Bevor ich mich fassen konnte, riß der Spinner von Senator schon die Tür auf und sprang mit nackten Füßen auf die Fillmore Street. Ohne ein »Dankeschön fürs Mitnehmen« flitzte er in seinem wogenden schwarzen Gewand davon. Er wirkte wie einer der üblichen Freaks von San Francisco, nur daß die selten so edle, silbergraue Haare haben. Ich machte die Beifahrertür wieder zu. Vielleicht hatten die Bullen ihn nicht gesehen.

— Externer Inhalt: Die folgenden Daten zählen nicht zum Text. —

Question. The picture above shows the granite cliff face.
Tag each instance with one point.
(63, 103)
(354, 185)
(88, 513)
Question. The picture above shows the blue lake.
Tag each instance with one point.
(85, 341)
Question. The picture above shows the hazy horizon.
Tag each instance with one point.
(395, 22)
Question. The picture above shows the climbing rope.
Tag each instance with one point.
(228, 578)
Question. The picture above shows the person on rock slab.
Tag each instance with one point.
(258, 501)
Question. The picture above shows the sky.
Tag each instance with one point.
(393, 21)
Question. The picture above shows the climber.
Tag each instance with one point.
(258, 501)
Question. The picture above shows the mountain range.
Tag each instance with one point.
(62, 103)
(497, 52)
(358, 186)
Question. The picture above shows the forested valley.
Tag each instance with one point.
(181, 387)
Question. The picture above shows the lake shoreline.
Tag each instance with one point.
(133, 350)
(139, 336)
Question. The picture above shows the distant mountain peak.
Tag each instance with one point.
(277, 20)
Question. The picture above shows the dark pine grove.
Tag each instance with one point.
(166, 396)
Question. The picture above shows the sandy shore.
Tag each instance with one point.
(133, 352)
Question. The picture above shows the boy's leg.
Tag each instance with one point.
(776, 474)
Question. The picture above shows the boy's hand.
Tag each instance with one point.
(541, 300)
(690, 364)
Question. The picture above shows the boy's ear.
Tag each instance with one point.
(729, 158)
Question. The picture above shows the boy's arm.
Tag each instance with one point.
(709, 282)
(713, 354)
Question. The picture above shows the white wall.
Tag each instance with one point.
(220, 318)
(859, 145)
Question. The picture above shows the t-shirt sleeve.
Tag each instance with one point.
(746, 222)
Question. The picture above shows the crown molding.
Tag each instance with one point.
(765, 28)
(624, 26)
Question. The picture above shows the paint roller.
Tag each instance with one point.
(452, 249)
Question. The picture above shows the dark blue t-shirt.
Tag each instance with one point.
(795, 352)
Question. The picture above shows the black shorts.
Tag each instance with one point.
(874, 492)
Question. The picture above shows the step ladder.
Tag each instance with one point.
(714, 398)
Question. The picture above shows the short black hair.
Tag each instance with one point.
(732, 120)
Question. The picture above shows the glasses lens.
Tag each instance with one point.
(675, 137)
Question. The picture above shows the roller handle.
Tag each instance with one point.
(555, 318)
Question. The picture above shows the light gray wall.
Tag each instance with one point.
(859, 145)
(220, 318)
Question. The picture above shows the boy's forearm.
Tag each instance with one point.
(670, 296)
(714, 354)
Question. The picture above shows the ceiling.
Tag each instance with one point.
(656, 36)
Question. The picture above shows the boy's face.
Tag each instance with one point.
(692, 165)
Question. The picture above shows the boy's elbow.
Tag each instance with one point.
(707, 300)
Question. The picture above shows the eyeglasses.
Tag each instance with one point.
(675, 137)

Sie hielten neben mir, als der Senator um die Ecke verschwand.
Der Bulle, der ausstieg, hatte einen seidenweichen Schnurrbart, und der Rest sah auch nicht schlecht aus. »Alles okay, Madam?«
»Ich denke schon. Ich bin bei der Nässe ins Schleudern geraten und konnte nicht mehr richtig gegensteuern.«
»Zeigen Sie mal Ihren Führerschein.«
»Ich ... ich hatte einen Notfall. Ich habe ihn nicht dabei.«
»Sie haben doch Ihre Autoschlüssel. Und die waren bestimmt in Ihrer Handtasche, mit dem Führerschein.«
»Nein, die Schlüssel steckten schon.«
»Sie heißen?«
»Rebecca Schwartz.«
»Haben Sie getrunken, Miss Schwartz?«
»Ein bißchen. Aber deswegen habe ich das Auto nicht gerammt. ich bin ins Schleudern geraten.«
»Wenn Sie die Freundlichkeit hätten, Ihren Wagen da drüben abzustellen, Miss Schwartz. Ich bin gleich wieder da.«
Unter Stress parke ich eher schlecht, aber der Bulle bemerkte es nicht, glaube ich. Er war im Streifenwagen zugange.
Nach einer Minute kam er wieder. »Haben Sie überhaupt einen Ausweis dabei?«
»Nein, das habe ich Ihnen doch schon gesagt.«
»Wir haben Ihren Wagen überprüft. Er ist auf eine Elena Mooney zugelassen.«
»Ich weiß, sie hat ihn mir geliehen.«
»Und sie weiß, daß Sie ihn fahren?«
»Natürlich.«
»Miss Schwartz, ich muß Sie bitten, sich einem kleinen Test zu unterziehen. Seien Sie so nett und strecken Sie Ihre Arme waagerecht aus. Gut. Jetzt den Kopf etwas zurück, die Augen zu, und die Nase mit dem Zeigefinger berühren.«
»Mit dem linken oder dem rechten?«
»Mit beiden. Je dreimal.«
In solchen Sachen war ich noch nie gut. Bei sechs Versuchen traf ich meine Nase dreimal, und auch wenn ich stinknüchtern gewesen wäre, hätte ich nicht mehr geschafft. Ich habe es inzwischen tausendmal probiert. Natürlich glaubte der attraktive Bulle nicht, daß das eine ganz persönliche Eigenart von mir ist. Aber insgesamt war er sehr freundlich. Es schien ihm fast peinlich: »Sie in einer solchen Nacht um noch etwas zu bitten ist mir unangenehm, aber glauben Sie, daß Sie an einer geraden Linie entlangbalancieren können?«
»Ich werde klatschnaß.«
»Oh, das tut mir leid, Madam.« Der Typ war wirklich süß, wenn man bedenkt, daß ich nicht gerade respektierlich aussah.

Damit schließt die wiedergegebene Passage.